Como maior economia da América Latina, o Brasil seria o grande perdedor na eventual implementação da ALCA, pois teria que abdicar do direito de definir sua estratégia de desenvolvimento e de proteger sua indústria. Isso significaria também abdicar do Mercosul, quando 83% das empresas exportadoras em São Paulo (o maior centro industrial do país) negociam com países da região e somente 24% têm acesso ao mercado norte-americano. De 1994 a 1997, as exportações do Brasil para os EUA cresceram 5.22%, enquanto as importações cresceram 116.52%. Somente no primeiro trimestre de 2001, o déficit na balança comercial brasileira foi de US$676 milhões.

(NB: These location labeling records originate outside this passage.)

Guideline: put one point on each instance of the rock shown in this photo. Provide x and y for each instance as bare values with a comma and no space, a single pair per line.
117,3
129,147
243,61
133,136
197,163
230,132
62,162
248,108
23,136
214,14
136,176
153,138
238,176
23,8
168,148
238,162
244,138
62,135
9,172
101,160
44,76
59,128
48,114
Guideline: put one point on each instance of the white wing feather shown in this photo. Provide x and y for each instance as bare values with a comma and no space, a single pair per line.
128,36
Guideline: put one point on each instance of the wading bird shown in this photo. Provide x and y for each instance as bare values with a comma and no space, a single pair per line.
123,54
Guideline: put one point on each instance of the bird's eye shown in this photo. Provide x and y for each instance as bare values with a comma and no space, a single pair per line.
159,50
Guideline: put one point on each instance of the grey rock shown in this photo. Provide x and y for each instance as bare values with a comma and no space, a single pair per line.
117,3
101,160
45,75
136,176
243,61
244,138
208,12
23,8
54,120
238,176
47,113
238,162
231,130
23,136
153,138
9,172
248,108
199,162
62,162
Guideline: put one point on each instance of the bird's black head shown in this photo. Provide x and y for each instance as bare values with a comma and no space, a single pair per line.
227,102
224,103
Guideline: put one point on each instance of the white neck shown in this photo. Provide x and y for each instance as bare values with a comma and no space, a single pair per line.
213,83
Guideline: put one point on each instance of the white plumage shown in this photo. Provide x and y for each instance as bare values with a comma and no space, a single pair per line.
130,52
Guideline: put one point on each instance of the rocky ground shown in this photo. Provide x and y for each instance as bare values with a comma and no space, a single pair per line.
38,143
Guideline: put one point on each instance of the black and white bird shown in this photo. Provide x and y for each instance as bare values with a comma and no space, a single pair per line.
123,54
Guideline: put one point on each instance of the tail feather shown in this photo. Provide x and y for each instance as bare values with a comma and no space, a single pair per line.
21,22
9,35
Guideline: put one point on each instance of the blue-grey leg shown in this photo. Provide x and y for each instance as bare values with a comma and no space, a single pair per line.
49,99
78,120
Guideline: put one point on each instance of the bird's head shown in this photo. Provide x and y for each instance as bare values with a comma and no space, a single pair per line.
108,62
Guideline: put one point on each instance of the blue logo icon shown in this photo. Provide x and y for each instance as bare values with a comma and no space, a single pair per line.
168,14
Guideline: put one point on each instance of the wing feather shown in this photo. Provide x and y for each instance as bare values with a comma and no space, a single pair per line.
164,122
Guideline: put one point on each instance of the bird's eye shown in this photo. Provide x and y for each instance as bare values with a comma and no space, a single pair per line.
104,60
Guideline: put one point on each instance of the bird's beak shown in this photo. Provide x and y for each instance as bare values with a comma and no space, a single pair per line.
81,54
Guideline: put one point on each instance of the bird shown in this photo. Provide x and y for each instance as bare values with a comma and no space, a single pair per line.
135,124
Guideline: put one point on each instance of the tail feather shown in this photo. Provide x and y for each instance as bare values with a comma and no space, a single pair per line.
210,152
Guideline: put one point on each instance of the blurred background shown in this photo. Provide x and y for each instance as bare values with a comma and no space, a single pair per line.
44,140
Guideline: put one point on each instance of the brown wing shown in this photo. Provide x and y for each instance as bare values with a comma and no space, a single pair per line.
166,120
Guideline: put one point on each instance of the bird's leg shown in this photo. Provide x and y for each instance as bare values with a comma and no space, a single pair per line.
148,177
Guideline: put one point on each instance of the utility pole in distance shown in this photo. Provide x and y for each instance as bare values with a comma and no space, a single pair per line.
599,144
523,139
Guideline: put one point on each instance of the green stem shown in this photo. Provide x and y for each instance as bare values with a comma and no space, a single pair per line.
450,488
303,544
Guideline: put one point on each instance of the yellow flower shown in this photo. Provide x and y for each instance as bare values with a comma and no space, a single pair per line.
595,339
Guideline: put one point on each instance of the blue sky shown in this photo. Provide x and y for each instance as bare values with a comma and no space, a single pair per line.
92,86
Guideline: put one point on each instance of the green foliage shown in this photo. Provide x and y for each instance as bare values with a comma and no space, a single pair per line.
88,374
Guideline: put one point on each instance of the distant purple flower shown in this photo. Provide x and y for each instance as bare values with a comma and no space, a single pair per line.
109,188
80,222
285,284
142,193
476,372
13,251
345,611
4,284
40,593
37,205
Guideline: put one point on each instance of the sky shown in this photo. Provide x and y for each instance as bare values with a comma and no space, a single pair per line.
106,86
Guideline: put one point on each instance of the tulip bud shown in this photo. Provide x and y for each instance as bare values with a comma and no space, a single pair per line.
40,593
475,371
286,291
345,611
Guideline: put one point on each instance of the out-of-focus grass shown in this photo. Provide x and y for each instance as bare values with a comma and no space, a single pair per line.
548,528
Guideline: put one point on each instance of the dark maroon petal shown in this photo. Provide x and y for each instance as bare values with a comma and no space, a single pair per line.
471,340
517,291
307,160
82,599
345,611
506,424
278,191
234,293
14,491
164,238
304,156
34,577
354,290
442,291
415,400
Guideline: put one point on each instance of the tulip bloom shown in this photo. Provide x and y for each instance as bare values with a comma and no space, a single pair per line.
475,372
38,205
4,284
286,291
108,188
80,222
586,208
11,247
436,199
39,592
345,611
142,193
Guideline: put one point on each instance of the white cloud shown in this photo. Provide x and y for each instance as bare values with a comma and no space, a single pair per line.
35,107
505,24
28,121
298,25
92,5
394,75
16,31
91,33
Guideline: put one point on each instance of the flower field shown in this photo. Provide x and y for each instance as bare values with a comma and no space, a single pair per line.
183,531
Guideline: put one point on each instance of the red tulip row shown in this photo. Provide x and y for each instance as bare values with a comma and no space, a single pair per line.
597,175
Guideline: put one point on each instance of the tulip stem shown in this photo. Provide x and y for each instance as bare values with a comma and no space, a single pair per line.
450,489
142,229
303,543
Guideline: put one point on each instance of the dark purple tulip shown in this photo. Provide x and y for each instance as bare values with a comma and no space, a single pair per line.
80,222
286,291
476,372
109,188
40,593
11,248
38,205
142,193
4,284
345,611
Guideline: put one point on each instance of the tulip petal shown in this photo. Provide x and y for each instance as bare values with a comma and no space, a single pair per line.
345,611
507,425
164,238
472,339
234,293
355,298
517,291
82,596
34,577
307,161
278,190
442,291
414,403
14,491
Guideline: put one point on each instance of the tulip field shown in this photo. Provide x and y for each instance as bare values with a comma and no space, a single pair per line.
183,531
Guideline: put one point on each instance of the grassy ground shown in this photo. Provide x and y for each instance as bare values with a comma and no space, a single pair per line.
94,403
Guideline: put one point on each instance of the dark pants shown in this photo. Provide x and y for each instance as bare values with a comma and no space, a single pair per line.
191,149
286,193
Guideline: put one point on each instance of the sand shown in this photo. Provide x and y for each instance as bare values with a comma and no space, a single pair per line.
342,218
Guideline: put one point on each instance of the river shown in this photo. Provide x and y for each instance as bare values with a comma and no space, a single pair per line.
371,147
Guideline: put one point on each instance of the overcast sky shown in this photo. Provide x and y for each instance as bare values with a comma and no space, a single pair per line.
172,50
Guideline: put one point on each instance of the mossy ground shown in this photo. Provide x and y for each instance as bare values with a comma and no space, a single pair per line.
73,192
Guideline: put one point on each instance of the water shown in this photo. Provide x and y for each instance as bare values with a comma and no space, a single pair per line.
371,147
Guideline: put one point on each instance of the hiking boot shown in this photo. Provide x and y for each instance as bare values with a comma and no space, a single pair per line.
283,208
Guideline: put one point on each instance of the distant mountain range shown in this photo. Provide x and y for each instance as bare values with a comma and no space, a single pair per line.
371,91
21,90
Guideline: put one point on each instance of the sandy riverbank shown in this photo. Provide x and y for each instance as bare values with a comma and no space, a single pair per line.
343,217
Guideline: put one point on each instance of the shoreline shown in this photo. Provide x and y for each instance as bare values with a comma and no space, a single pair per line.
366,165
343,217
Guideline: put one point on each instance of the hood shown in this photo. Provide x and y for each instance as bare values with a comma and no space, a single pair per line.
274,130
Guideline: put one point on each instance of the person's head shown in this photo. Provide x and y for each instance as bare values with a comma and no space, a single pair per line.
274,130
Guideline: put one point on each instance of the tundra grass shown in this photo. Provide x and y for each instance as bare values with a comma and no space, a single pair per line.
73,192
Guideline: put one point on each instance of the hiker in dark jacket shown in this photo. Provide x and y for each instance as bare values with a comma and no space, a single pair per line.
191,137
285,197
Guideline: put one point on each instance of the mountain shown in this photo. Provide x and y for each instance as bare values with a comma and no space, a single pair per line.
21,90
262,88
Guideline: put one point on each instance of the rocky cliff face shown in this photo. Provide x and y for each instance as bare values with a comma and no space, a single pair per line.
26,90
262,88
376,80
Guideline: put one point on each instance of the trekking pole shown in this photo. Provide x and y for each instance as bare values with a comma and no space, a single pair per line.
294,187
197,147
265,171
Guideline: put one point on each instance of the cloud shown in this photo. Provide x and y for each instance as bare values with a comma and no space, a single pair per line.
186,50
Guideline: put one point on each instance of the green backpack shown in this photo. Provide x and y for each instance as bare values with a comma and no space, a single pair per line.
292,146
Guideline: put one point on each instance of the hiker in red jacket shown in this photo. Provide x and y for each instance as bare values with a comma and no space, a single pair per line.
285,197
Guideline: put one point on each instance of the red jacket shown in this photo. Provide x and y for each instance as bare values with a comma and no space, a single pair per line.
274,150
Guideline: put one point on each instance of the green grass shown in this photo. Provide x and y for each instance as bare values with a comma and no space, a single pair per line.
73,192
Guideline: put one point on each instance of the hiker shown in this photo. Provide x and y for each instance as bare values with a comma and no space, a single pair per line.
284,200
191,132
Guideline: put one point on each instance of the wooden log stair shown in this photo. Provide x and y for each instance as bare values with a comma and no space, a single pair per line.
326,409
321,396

Esses fatos têm gerado forte oposição à ALCA no Brasil. Alguns dos argumentos mais contundentes têm sido expressados pelo Embaixador Samuel Pinheiro Guimarães, Ex-Diretor do Instituto de Pesquisas de Relações Internacionais do Itamaraty. Em entrevista ao jornal Valor Econômico, em 2/2/2001, ele afirma que "não há na política ou no direito internacional nenhum processo de negociação que tenha de ser considerado irreversível e aceito de forma passiva e submissa pela sociedade". Ele acredita que a ALCA e o Mercosul são incompatíveis e defende negociações multilaterais que permitam graduar concessões e evitar a tarifa zero.

Os efeitos da ALCA podem ser projetados se imaginarmos o aprofundamento do modelo neoliberal, da dependência de crédito externo, do endividamento, da especulação cambial, da falência da indústria nacional, das perdas na balança comercial e, consequentemente, da exclusão social. Na verdade, os acordos comerciais ferem diversos Pactos e Convenções internacionais de direitos humanos, referentes, por exemplo, aos direitos dos trabalhadores, das crianças e dos povos indígenas.

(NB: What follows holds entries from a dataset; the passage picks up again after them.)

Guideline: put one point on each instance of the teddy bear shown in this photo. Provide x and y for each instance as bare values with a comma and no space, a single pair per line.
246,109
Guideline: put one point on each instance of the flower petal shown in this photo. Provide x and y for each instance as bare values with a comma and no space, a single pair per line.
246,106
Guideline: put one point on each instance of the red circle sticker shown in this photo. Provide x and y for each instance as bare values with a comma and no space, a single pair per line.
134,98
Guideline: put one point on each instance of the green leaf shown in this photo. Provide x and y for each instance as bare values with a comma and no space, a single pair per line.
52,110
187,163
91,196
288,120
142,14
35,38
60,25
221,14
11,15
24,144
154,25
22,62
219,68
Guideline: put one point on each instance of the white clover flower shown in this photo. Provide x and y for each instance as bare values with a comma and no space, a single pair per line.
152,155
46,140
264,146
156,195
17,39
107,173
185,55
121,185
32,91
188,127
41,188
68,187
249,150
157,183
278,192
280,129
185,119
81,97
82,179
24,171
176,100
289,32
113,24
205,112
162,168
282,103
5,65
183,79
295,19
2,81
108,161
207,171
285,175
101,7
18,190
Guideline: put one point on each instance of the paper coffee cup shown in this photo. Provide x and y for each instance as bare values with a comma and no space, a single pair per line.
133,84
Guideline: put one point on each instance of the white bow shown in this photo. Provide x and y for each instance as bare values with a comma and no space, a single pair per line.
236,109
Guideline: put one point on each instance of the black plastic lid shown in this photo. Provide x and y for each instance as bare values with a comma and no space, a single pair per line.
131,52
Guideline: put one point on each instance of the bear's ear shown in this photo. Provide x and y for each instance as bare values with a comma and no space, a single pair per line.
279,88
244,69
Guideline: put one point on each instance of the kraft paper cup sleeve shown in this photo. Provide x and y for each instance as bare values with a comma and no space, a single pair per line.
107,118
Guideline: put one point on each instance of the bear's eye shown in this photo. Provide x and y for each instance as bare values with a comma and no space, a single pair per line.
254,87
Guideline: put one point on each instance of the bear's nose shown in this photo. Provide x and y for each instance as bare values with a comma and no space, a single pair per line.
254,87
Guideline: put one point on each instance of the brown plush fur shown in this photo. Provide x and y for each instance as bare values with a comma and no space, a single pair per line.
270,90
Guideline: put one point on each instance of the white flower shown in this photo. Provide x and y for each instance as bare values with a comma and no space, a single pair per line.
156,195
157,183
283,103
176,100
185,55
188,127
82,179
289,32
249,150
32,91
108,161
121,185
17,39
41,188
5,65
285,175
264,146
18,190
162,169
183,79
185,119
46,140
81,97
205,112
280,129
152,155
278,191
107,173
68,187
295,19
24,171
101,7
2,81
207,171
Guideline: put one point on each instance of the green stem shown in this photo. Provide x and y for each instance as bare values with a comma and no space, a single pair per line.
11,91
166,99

Após o período das ditaduras militares, que se instalaram em todos os países do Mercosul nas décadas de 60 e 70, o conceito de direitos humanos passou a incluir direitos econômicos, sociais e culturais. As atuais Constituições desses países contêm princípios que subordinam atividades econômicas privadas aos direitos sociais. Ao mesmo tempo, todos os países do Mercosul ratificaram o Pacto Internacional sobre Direitos Econômicos, Sociais e Culturais.

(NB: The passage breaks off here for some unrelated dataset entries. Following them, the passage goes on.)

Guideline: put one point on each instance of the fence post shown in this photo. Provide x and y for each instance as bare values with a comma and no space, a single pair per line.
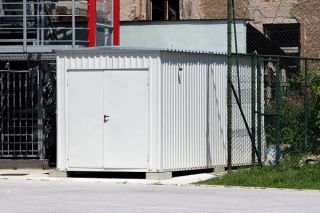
259,108
229,87
278,112
306,107
253,105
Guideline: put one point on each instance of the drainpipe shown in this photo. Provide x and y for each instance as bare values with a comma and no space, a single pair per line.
116,23
92,25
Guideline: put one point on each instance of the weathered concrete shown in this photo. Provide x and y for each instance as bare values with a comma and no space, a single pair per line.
46,196
58,173
308,15
24,164
158,175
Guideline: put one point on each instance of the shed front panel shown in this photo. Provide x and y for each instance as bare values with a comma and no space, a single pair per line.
85,107
126,111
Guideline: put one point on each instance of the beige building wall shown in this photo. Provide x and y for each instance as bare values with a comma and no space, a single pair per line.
305,12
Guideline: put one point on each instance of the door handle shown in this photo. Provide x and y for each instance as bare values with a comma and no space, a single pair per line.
106,118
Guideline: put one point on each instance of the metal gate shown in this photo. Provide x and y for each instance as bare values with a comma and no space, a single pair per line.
20,117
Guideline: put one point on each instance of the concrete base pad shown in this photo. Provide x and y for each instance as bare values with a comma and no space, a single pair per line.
57,173
24,164
219,169
158,175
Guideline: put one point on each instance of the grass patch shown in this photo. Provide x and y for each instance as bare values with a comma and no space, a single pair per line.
288,175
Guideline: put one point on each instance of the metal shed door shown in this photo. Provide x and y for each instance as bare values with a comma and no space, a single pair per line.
85,117
126,126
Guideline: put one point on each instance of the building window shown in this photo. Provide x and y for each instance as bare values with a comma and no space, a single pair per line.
286,36
163,10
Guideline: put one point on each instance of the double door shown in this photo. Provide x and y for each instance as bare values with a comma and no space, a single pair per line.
107,119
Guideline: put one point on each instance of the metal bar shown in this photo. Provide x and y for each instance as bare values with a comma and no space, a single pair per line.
33,88
40,115
276,57
253,105
1,110
229,88
246,124
236,49
73,24
259,108
26,108
8,111
20,112
92,23
38,23
42,21
277,136
14,110
24,7
116,22
306,107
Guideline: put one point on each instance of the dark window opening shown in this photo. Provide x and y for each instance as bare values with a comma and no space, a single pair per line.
286,36
164,10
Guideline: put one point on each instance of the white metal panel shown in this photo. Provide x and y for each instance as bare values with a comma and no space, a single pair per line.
106,59
193,111
187,104
85,119
126,128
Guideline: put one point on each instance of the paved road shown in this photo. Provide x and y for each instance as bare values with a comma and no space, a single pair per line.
68,196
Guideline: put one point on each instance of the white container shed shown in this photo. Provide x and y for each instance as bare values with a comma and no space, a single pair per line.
141,110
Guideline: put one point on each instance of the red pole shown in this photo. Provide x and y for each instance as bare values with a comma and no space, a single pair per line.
92,26
116,22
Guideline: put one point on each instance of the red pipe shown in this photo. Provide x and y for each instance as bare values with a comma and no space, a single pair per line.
92,26
116,22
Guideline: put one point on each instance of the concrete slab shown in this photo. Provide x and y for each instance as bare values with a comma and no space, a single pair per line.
24,164
56,176
158,175
95,197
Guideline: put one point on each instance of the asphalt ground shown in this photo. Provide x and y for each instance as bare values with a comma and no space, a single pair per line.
64,195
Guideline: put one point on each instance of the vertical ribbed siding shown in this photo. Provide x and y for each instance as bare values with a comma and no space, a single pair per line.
193,111
187,108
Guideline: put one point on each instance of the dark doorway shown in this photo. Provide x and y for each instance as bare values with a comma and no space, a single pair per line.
164,10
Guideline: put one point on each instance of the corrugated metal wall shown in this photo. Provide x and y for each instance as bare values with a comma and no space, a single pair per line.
194,111
187,105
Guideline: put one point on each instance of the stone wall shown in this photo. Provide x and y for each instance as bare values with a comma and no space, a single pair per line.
189,9
307,12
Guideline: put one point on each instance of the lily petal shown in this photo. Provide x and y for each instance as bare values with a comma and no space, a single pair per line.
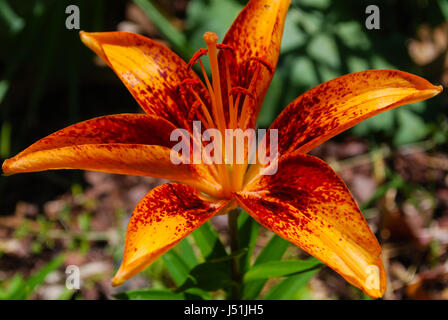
341,103
149,70
132,159
306,203
166,215
120,128
256,33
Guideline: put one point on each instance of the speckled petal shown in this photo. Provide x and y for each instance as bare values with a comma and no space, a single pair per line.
149,70
132,159
256,33
165,216
120,128
308,204
341,103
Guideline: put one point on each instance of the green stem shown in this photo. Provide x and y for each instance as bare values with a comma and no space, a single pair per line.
236,270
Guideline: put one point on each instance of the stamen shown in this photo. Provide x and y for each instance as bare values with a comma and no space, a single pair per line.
227,47
193,110
185,83
237,90
263,62
211,40
201,52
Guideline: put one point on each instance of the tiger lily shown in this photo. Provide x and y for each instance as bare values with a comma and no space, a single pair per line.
305,202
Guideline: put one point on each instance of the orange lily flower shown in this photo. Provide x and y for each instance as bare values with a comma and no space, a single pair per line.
305,202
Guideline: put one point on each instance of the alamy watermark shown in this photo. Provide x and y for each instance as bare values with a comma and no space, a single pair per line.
240,147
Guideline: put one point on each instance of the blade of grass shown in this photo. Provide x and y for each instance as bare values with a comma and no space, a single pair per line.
186,251
12,20
282,268
248,230
208,242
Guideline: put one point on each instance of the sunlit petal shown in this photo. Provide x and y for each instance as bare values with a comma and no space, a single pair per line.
309,205
150,71
120,128
166,215
341,103
132,159
256,33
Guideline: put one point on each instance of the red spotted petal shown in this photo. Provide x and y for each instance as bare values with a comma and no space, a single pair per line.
150,71
306,203
341,103
255,37
132,159
120,128
165,216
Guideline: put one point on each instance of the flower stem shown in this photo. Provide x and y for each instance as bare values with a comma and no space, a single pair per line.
236,270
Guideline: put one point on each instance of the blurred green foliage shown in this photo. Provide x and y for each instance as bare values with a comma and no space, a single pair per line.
48,80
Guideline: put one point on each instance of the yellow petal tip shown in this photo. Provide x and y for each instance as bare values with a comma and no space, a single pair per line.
92,44
119,278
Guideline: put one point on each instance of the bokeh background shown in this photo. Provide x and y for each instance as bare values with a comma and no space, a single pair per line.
395,164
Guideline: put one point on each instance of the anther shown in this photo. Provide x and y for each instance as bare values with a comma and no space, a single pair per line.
236,90
193,110
263,62
186,82
210,38
201,52
227,47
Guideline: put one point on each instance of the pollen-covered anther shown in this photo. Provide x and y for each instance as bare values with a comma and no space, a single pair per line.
263,62
210,38
194,109
200,53
237,90
226,48
185,83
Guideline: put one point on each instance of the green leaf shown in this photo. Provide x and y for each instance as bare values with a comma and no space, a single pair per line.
150,294
174,36
186,251
208,276
289,287
443,4
247,238
7,14
273,251
176,266
274,269
15,286
208,242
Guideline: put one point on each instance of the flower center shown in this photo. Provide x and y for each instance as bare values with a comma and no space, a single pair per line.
229,104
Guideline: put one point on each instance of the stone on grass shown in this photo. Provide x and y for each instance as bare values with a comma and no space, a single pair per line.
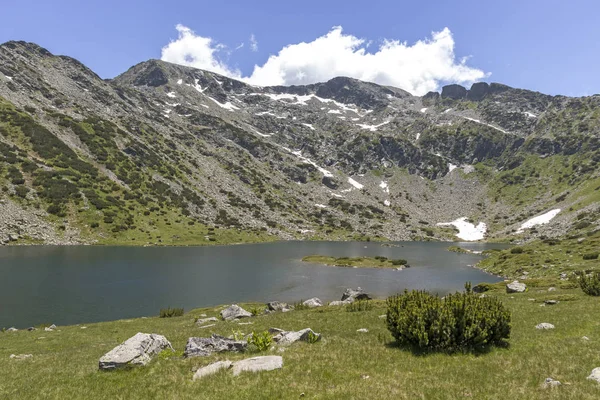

As políticas neoliberais implementadas nos países do hemisfério Sul têm gerado desemprego, exclusão social e violência. Hoje, 36% dos latino-americanos, ou 220 milhões de pessoas, vivem abaixo do nível da pobreza. A política de juros altos e salários congelados aprofunda a desigualdade social. No Brasil, 50% da população mais pobre detém 14% da renda e 1% dos mais ricos detêm 13% da renda do país. Estima-se que 32 milhões de pessoas passem fome e 300 mil crianças morram de desnutrição por ano no Brasil.

A deteriorização econômica tem gerado maior repressão aos movimentos sociais. No Brasil, essa repressão tem atingido principalmente o movimento camponês, indígena, os trabalhadores do setor público e os estudantes. Na Argentina, a crise econômica tem causado grandes protestos. Em recente entrevista à Folha de São Paulo, o diretor do Centro de Estudos Sociais e Legais (CELS), Gustavo Palmieri, afirma que, "Estão criadas todas as condições para a Argentina entrar em um quadro de grave convulsão social, com possibilidade de ruptura institucional". Há algumas semanas, no Chile, milhares de pessoas saíram às ruas para protestar contra o aumento das tarifas de transporte. No Paraguai, o movimento camponês tem realizado grandes manifestações, reivindicando acesso à terra e crédito para a produção de alimentos.

A eventual implementação da ALCA significaria o agravamento da vulnerabilidade dos países do Mercosul. Portanto, o problema não está nas condições ou prazos para a integração comercial. A ALCA precisa ser rejeitada como um todo, para que os países latinoamericanos possam defender a soberania e os direitos de seus povos. Nesse sentido, muitas redes de organizações sociais, como o Jubileu Sul e o Grito Continental dos Excluídos, propõe a realização de um plebiscito continental sobre a ALCA. Essas organizações propõe também a implementação da ALPA: Área Livre de Pobreza nas Américas.

 

Maria Luisa Mendonça é jornalista e diretora da Rede Social de Justiça e Direitos Humanos.